Background: Allogeneic Hematopoietic Stem Cell Transplant (allo-HSCT) is often complicated by Acute Kidney Injury (AKI) and has been increasingly used in patients with leukaemia. Studies on this subject include patients with several haematological diseases and use only Serum Creatinine (SCr) to define AKI. We aimed to evaluate incidence, risk factors and 5-year prognostic impact of AKI in patients with leukaemia submitted to allo-HSCT by SCr and Urinary Output (UO). Methods: We conducted a single-centre retrospective cohort study. AKI was defined according to KDIGO classification. We used survival analysis methods considering competing events - the Fine and Gray method - to identify AKI risk factors and assess the impact of AKI on disease-free survival. Additive Cox proportional hazards regression models were applied to analyse time until death from all causes. Stepwise selection regression methods were used to create the final multivariable model. Results: We included 164 patients. The cumulative incidence of AKI was 63.4% 100 days post-HSCT. On the first day of AKI, 76.9% presented SCr criteria, 15.4% presented UO criteria and 7.7% presented both criteria. The highest stage of AKI was 1 in 61.8%, 2 in 21.6% and 3 in 16.7%. Variables independently associated with AKI: HCT-CI >2 (HR:1.88,95%CI:1.13- 3.11;p=0.015), radiotherapy in the past (HR:2.07,95%CI:2.07- 1.06;p=0.034), LDH at hospital admission (HR:1.51,95%CI:1.03- 2.21;p=0.035), shock (HR:1.57,95%CI:1.02-2.39;p=0.039), and sepsis (HR:3.36,95%CI:1.22-9.24;p=0.019). Severe AKI was independently associated with lower overall survival along the first 5 years (HR:1.76,95%CI:1.03-3.00;p=0.037). Conclusion: AKI in leukaemia patients submitted to allo-HSCT had a cumulative incidence of 63.4% and more than 15% of these patients presented only with UO reduction on the day of AKI onset.

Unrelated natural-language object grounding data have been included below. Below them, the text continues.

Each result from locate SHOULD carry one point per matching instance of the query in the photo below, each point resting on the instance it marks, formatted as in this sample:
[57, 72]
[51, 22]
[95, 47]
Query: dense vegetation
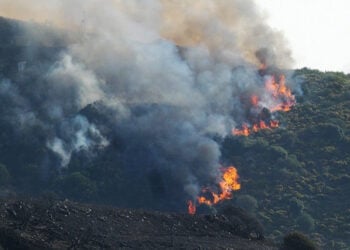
[295, 177]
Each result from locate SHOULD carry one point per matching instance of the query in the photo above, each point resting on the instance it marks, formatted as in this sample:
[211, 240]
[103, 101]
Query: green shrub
[306, 222]
[298, 241]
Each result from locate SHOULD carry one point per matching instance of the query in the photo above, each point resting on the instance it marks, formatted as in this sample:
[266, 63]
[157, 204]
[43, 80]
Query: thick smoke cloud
[172, 72]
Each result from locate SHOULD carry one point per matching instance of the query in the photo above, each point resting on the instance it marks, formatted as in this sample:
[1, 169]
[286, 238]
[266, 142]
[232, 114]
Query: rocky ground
[52, 224]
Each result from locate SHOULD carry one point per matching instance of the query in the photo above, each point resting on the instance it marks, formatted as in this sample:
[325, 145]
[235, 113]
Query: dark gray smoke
[171, 73]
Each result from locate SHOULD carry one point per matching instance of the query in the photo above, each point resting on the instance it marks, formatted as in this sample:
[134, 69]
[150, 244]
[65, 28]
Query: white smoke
[193, 59]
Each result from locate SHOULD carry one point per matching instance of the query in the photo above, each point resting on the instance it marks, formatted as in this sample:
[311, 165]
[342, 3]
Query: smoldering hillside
[128, 101]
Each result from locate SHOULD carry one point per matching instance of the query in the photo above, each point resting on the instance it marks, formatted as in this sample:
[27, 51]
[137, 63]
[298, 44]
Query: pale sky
[318, 31]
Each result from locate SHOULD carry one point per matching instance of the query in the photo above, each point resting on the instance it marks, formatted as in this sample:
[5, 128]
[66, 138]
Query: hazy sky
[318, 31]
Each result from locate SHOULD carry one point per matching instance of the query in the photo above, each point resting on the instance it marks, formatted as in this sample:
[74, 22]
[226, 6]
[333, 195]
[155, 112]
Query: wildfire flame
[229, 182]
[283, 100]
[191, 207]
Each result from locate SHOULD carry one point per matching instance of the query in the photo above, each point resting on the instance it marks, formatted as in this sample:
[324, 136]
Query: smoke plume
[171, 73]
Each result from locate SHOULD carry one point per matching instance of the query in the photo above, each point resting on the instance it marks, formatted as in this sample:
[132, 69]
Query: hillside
[52, 224]
[54, 139]
[297, 177]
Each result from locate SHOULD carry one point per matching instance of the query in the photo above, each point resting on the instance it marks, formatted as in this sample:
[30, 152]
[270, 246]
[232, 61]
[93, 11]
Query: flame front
[228, 184]
[282, 100]
[280, 92]
[191, 207]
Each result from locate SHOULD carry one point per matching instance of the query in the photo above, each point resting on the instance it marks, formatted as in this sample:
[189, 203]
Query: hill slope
[293, 177]
[43, 224]
[299, 174]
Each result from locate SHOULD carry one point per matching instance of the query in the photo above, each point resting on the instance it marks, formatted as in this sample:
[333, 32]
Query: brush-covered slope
[297, 177]
[52, 224]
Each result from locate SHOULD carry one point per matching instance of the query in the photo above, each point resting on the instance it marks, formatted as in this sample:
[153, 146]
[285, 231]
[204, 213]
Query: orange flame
[229, 182]
[284, 101]
[244, 131]
[254, 100]
[191, 207]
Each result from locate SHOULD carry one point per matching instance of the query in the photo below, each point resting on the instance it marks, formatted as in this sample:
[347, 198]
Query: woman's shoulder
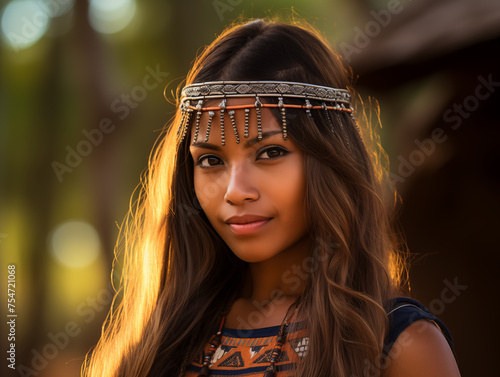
[402, 312]
[417, 343]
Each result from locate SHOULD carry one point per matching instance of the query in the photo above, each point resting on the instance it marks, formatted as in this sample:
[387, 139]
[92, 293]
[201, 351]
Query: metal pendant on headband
[222, 106]
[258, 105]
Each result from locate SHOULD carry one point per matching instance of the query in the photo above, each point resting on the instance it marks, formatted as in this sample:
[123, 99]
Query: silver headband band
[330, 98]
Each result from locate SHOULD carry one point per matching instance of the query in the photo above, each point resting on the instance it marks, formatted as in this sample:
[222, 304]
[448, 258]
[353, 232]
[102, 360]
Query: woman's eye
[272, 152]
[208, 161]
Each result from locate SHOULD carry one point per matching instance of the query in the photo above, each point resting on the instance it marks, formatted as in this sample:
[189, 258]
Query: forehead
[225, 126]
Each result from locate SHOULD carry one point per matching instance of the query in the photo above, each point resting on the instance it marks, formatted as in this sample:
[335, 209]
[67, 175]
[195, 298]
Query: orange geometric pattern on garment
[247, 352]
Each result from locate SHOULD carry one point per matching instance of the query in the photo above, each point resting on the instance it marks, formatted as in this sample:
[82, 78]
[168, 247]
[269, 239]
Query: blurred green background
[81, 104]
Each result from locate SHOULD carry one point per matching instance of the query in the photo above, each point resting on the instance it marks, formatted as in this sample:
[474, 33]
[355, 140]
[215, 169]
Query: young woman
[261, 245]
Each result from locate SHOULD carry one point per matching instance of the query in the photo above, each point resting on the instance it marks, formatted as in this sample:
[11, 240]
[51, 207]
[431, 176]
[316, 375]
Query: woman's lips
[248, 228]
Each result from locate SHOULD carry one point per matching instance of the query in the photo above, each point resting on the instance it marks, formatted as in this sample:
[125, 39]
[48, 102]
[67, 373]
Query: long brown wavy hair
[178, 274]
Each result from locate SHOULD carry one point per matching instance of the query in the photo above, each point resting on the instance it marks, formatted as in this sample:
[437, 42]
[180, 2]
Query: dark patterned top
[246, 352]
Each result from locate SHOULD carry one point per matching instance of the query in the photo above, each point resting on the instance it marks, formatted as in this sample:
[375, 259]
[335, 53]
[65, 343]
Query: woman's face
[253, 193]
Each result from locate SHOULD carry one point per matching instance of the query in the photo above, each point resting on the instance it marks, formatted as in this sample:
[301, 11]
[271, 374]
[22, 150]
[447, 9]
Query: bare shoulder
[421, 350]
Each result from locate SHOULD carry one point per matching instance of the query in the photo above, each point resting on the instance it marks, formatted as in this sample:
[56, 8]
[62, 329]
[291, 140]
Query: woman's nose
[241, 186]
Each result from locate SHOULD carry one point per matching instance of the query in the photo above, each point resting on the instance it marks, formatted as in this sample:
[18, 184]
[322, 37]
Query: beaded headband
[331, 99]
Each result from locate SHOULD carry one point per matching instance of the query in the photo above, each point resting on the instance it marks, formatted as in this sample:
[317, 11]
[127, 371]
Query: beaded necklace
[215, 341]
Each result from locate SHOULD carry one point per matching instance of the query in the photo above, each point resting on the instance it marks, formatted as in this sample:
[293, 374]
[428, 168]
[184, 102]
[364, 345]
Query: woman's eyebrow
[248, 143]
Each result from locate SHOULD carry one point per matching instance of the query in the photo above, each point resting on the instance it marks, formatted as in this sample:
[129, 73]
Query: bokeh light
[23, 23]
[75, 244]
[111, 16]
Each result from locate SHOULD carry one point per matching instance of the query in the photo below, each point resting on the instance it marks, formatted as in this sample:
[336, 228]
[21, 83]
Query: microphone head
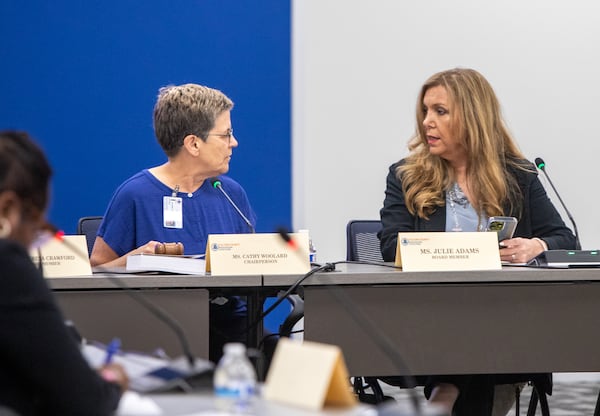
[285, 235]
[215, 182]
[539, 162]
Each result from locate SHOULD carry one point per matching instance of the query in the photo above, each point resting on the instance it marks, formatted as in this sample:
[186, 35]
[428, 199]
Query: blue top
[460, 214]
[135, 214]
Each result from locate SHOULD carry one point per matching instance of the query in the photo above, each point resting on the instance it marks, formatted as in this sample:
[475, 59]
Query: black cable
[155, 310]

Two thirds of the patients evolved with AKI stage 2 or 3. Sepsis, previous radiotherapy treatments at any time before HSCT, HCT-CI scoring higher than 2 points, shock and higher LDH levels increased the risk of developing AKI. Severe AKI was associated to lower overall survival throughout the first five years after allo-HSCT. To our knowledge, this is the first study considering both SCr and UO for AKI patients with Leukaemia submitted to allogeneic Hematopoietic Stem Cell Transplant.